Ce discours étant expulsé de son arrière-gorge, il dit au gars Jiky de cavaler à l’infirmerie pour se faire emmitoufler la mâchoire.
Une demi-heure plus tard, mon caïd radine avec, au menton, un tampon de gaze gros comme le Graff Zeppelin.
— Oh dis donc ! je m’exclame, on les chouchoute, les mouchards, dans cette crèche…
— Quoi ! quoi ! protesta-t-il…
— Passe la main ! Les casseroles, je les renifle à cent pas !
Il a sa dignité, car il proteste encore de sa voix monotone : une voix à annoncer l’arrivée des trains à la gare Centrale !
Je regarde le tampon fixé à sa gogne. Je suis pensif. Et quand l’Ange Noir devient pensif, c’est que son subconscient est en train de faire des heures supplémentaires.
Soudain je me lève et, d’un coup sec, j’arrache le pansement.
— Tu as tout du père Noël, avec ça, je lui dis en manière d’explication.
Il ne proteste pas. Lui, c’est le genre de mec que la vie a malmené. Il a pas plus de ressort qu’un pistolet Eurêka. Il bosse dans le petit rapportage, dans la salade pour syndicat d’initiative. Sa raison sociale, c’est de tousser. À part ça, il doit grimper après les becs de gaz lorsqu’un clébard le regarde de travers.
Je fais semblant de balancer le tampon dans le trou des gogs, mais en réalité je ne jette que la gaze. En douce, je récupère le sparadrap et je le colle sur mon avant-bras. Puis je rabaisse ma manche et je retourne m’allonger sur mon paddock, en attendant l’heure de l’interrogatoire.

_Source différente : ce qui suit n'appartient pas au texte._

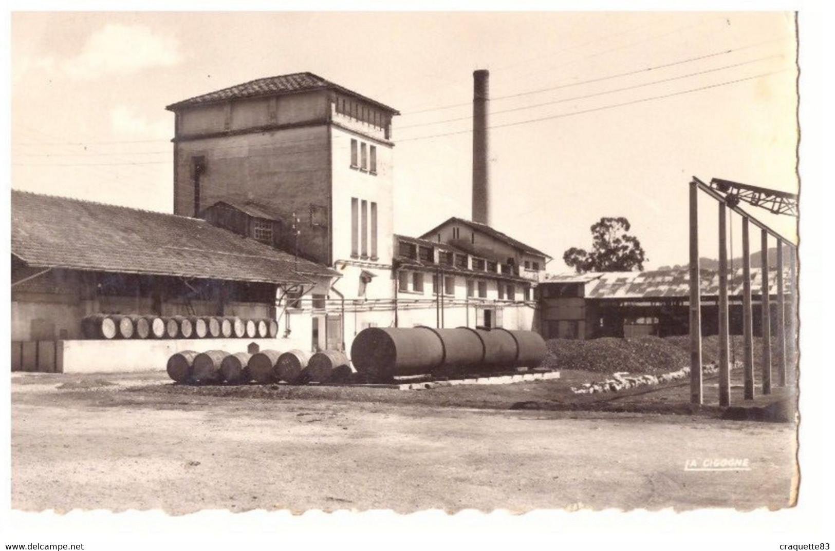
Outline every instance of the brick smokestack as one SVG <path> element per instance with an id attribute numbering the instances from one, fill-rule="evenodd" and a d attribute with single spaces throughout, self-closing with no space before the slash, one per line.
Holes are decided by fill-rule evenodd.
<path id="1" fill-rule="evenodd" d="M 473 221 L 490 223 L 490 173 L 488 167 L 487 112 L 490 72 L 473 72 Z"/>

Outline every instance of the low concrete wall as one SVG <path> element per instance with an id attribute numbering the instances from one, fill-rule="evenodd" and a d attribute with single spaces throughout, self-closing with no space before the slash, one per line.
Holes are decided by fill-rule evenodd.
<path id="1" fill-rule="evenodd" d="M 172 354 L 184 350 L 246 352 L 251 343 L 259 349 L 289 350 L 283 338 L 177 338 L 160 340 L 68 340 L 58 342 L 58 371 L 67 373 L 161 370 Z"/>

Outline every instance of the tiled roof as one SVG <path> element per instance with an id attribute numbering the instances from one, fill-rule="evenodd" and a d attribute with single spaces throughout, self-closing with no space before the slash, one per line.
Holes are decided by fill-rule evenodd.
<path id="1" fill-rule="evenodd" d="M 762 270 L 751 269 L 751 292 L 759 295 Z M 541 284 L 585 283 L 586 298 L 686 298 L 690 297 L 690 270 L 687 268 L 647 272 L 596 272 L 584 274 L 549 276 Z M 742 295 L 742 268 L 728 273 L 728 294 Z M 788 267 L 783 269 L 783 285 L 789 290 Z M 719 272 L 701 270 L 700 287 L 703 297 L 719 295 Z M 770 295 L 777 294 L 777 270 L 769 270 Z"/>
<path id="2" fill-rule="evenodd" d="M 228 88 L 210 92 L 200 96 L 195 96 L 181 102 L 172 103 L 165 108 L 170 111 L 176 111 L 182 108 L 193 107 L 195 105 L 205 105 L 225 102 L 230 99 L 242 99 L 245 98 L 260 98 L 264 96 L 278 96 L 282 94 L 294 93 L 296 92 L 307 92 L 312 90 L 336 90 L 342 93 L 363 99 L 367 102 L 389 111 L 392 114 L 399 115 L 397 109 L 393 109 L 387 105 L 384 105 L 377 101 L 358 94 L 356 92 L 348 90 L 346 88 L 335 84 L 322 78 L 312 73 L 295 73 L 289 75 L 280 75 L 278 77 L 266 77 L 250 80 L 242 84 L 235 84 Z"/>
<path id="3" fill-rule="evenodd" d="M 426 233 L 424 233 L 421 237 L 422 238 L 426 238 L 427 236 L 432 235 L 433 233 L 436 233 L 439 228 L 446 226 L 448 223 L 460 223 L 460 224 L 463 224 L 465 226 L 469 226 L 473 229 L 475 229 L 475 230 L 477 230 L 478 232 L 481 232 L 483 233 L 486 233 L 487 235 L 490 236 L 493 239 L 496 239 L 498 241 L 501 241 L 502 243 L 506 243 L 508 245 L 510 245 L 514 248 L 518 248 L 518 249 L 519 249 L 519 250 L 521 250 L 521 251 L 523 251 L 524 253 L 529 253 L 531 254 L 537 254 L 537 255 L 539 255 L 539 256 L 543 256 L 543 257 L 545 257 L 546 258 L 551 258 L 550 255 L 545 254 L 542 251 L 540 251 L 540 250 L 539 250 L 537 248 L 534 248 L 530 245 L 525 244 L 525 243 L 522 243 L 521 241 L 519 241 L 518 239 L 514 239 L 512 237 L 510 237 L 507 233 L 503 233 L 502 232 L 499 232 L 498 229 L 493 229 L 493 228 L 490 228 L 487 224 L 482 223 L 480 222 L 473 222 L 472 220 L 466 220 L 464 218 L 459 218 L 454 217 L 454 216 L 453 218 L 449 218 L 448 220 L 447 220 L 446 222 L 435 226 L 434 228 L 433 228 L 432 229 L 430 229 L 428 232 L 427 232 Z"/>
<path id="4" fill-rule="evenodd" d="M 15 190 L 12 253 L 44 268 L 271 283 L 337 274 L 205 220 Z"/>
<path id="5" fill-rule="evenodd" d="M 416 269 L 424 269 L 424 270 L 437 270 L 440 268 L 444 273 L 457 273 L 458 275 L 463 276 L 474 276 L 477 278 L 489 278 L 492 279 L 504 279 L 507 281 L 518 281 L 524 283 L 535 283 L 530 279 L 526 279 L 524 278 L 508 274 L 508 273 L 498 273 L 497 272 L 485 272 L 483 270 L 471 270 L 466 268 L 458 268 L 456 266 L 449 266 L 448 264 L 437 264 L 435 263 L 426 262 L 421 260 L 420 258 L 410 258 L 404 256 L 397 256 L 394 258 L 394 265 L 397 268 L 412 268 Z"/>
<path id="6" fill-rule="evenodd" d="M 429 239 L 423 239 L 421 238 L 411 238 L 407 235 L 394 235 L 395 238 L 398 241 L 405 241 L 406 243 L 414 243 L 416 245 L 421 245 L 423 247 L 433 247 L 437 248 L 443 251 L 452 251 L 453 253 L 458 253 L 458 254 L 471 254 L 476 258 L 480 258 L 477 254 L 472 254 L 468 251 L 465 251 L 460 247 L 455 247 L 454 245 L 450 245 L 448 243 L 438 243 L 437 241 L 430 241 Z"/>

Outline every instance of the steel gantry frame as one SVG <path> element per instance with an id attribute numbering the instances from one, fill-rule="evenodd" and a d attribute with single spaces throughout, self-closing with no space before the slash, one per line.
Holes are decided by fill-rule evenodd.
<path id="1" fill-rule="evenodd" d="M 772 356 L 771 341 L 772 333 L 777 336 L 777 382 L 779 386 L 787 383 L 789 362 L 792 373 L 797 371 L 796 339 L 797 323 L 797 293 L 796 263 L 797 245 L 757 220 L 750 213 L 739 207 L 744 201 L 762 207 L 772 213 L 797 216 L 797 197 L 793 193 L 777 192 L 765 188 L 749 186 L 729 180 L 713 178 L 705 183 L 696 177 L 690 182 L 690 350 L 691 350 L 691 403 L 701 405 L 704 400 L 701 371 L 701 290 L 699 270 L 699 210 L 698 195 L 701 191 L 715 199 L 719 205 L 719 405 L 731 404 L 731 374 L 728 334 L 728 288 L 727 288 L 727 235 L 726 216 L 730 209 L 742 218 L 742 323 L 744 359 L 743 393 L 746 400 L 754 398 L 753 363 L 753 313 L 751 285 L 751 251 L 749 224 L 761 230 L 761 254 L 762 282 L 760 289 L 762 314 L 762 393 L 772 393 Z M 771 295 L 769 291 L 768 243 L 769 236 L 777 241 L 777 327 L 771 326 Z M 783 281 L 783 246 L 789 251 L 788 289 Z M 792 298 L 787 308 L 786 295 Z"/>

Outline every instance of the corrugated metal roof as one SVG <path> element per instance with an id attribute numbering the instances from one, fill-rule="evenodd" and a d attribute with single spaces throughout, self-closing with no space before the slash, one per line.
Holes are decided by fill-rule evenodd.
<path id="1" fill-rule="evenodd" d="M 752 268 L 751 288 L 753 294 L 761 292 L 762 270 Z M 789 269 L 783 268 L 784 287 L 788 288 Z M 742 295 L 742 268 L 728 272 L 728 293 Z M 646 272 L 595 272 L 583 274 L 549 276 L 543 284 L 580 283 L 585 285 L 586 298 L 686 298 L 690 297 L 690 270 L 688 268 L 650 270 Z M 777 294 L 777 269 L 769 270 L 769 294 Z M 701 270 L 701 295 L 719 294 L 719 272 Z"/>
<path id="2" fill-rule="evenodd" d="M 539 256 L 545 257 L 546 258 L 551 258 L 550 255 L 545 254 L 542 251 L 540 251 L 540 250 L 539 250 L 537 248 L 534 248 L 530 245 L 525 244 L 525 243 L 522 243 L 521 241 L 519 241 L 518 239 L 514 239 L 512 237 L 510 237 L 509 235 L 508 235 L 507 233 L 503 233 L 502 232 L 499 232 L 498 229 L 493 229 L 493 228 L 490 228 L 487 224 L 482 223 L 480 222 L 473 222 L 472 220 L 466 220 L 464 218 L 459 218 L 454 217 L 454 216 L 453 218 L 449 218 L 448 220 L 447 220 L 446 222 L 443 222 L 443 223 L 439 223 L 438 225 L 435 226 L 434 228 L 433 228 L 432 229 L 430 229 L 428 232 L 427 232 L 426 233 L 424 233 L 421 237 L 422 238 L 426 238 L 427 236 L 431 235 L 431 234 L 434 233 L 435 232 L 437 232 L 439 228 L 443 228 L 443 226 L 445 226 L 445 225 L 447 225 L 448 223 L 460 223 L 460 224 L 463 224 L 465 226 L 468 226 L 468 227 L 472 228 L 473 229 L 475 229 L 477 231 L 482 232 L 483 233 L 486 233 L 487 235 L 489 235 L 493 239 L 496 239 L 498 241 L 501 241 L 502 243 L 507 243 L 508 245 L 510 245 L 511 247 L 513 247 L 514 248 L 518 248 L 519 250 L 522 250 L 522 251 L 524 251 L 525 253 L 530 253 L 532 254 L 537 254 L 537 255 L 539 255 Z"/>
<path id="3" fill-rule="evenodd" d="M 183 101 L 177 102 L 167 106 L 165 108 L 170 111 L 176 111 L 183 108 L 194 107 L 196 105 L 206 105 L 216 103 L 218 102 L 229 101 L 232 99 L 241 99 L 245 98 L 259 98 L 264 96 L 278 96 L 296 92 L 306 92 L 312 90 L 336 90 L 342 93 L 358 98 L 377 107 L 382 108 L 392 114 L 399 115 L 397 109 L 388 107 L 370 98 L 367 98 L 356 92 L 335 84 L 322 78 L 312 73 L 294 73 L 288 75 L 279 75 L 277 77 L 266 77 L 256 78 L 248 83 L 235 84 L 221 90 L 215 90 L 209 93 L 195 96 Z"/>
<path id="4" fill-rule="evenodd" d="M 234 281 L 337 275 L 205 220 L 16 190 L 12 253 L 30 266 Z"/>

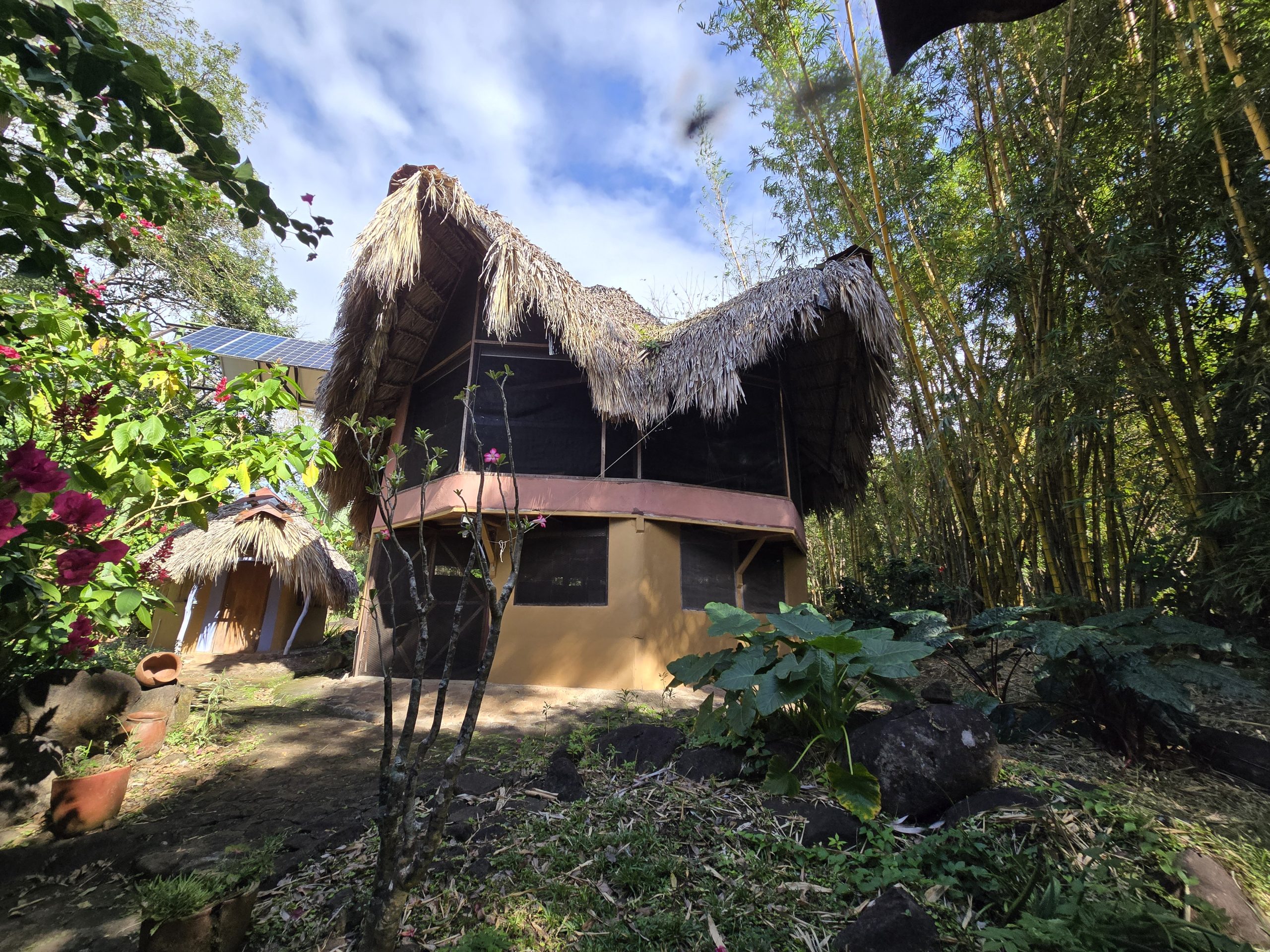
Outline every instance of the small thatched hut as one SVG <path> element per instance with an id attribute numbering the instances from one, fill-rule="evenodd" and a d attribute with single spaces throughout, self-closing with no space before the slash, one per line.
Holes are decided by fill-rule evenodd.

Une drôle de paix en moi. Je me sens costaud comme la statue de la Liberté. Le grand patacaisse va commencer, et c’est un truc que j’aime moi, la bigornanche ! Je sais très bien qu’un de ces quatre, je dégusterai du plomb chaud à plein bol, mais c’est exactement comme ça que je rêve de clamser.
Glavioter ses éponges dans un mouchoir sur le coup de quatre-vingts berges ne me tente pas. C’est pas un idéal pour truand. Je suis d’accord avec le grand-Mec pour finir comme j’ai vécu, car je sais que ça, c’est de la logique !
Lorsqu’un peu plus tard je pénètre dans le bureau de Valzing, je fonce comme un taureau jusqu’au fauteuil de gauche. C’est celui qu’occupait la môme Sissy ; pas moyen de se tromper sur ce point, car c’est le seul qui ait des housses de cuir. Je m’y laisse tomber avec le « han » de satisfaction du pauvre mec qui a passé la nuit sur un plumard au matelas en bronze. Le magistrat ouvre les grandes canalisations. Il me chante des romances qui feraient pleurer un sac de farine. Il me dit qu’il arrive un moment de la vie où il faut savoir s’arrêter. Que le repentir est ce qui se fait de mieux comme brosse à faire reluire la moralité. Que si j’y allais de ma chansonnette, les jurés deviendraient sentimentaux comme des jeunes chiens ! Et d’autres balourdises tellement grosses qu’elles ne rentreraient pas au Stadium.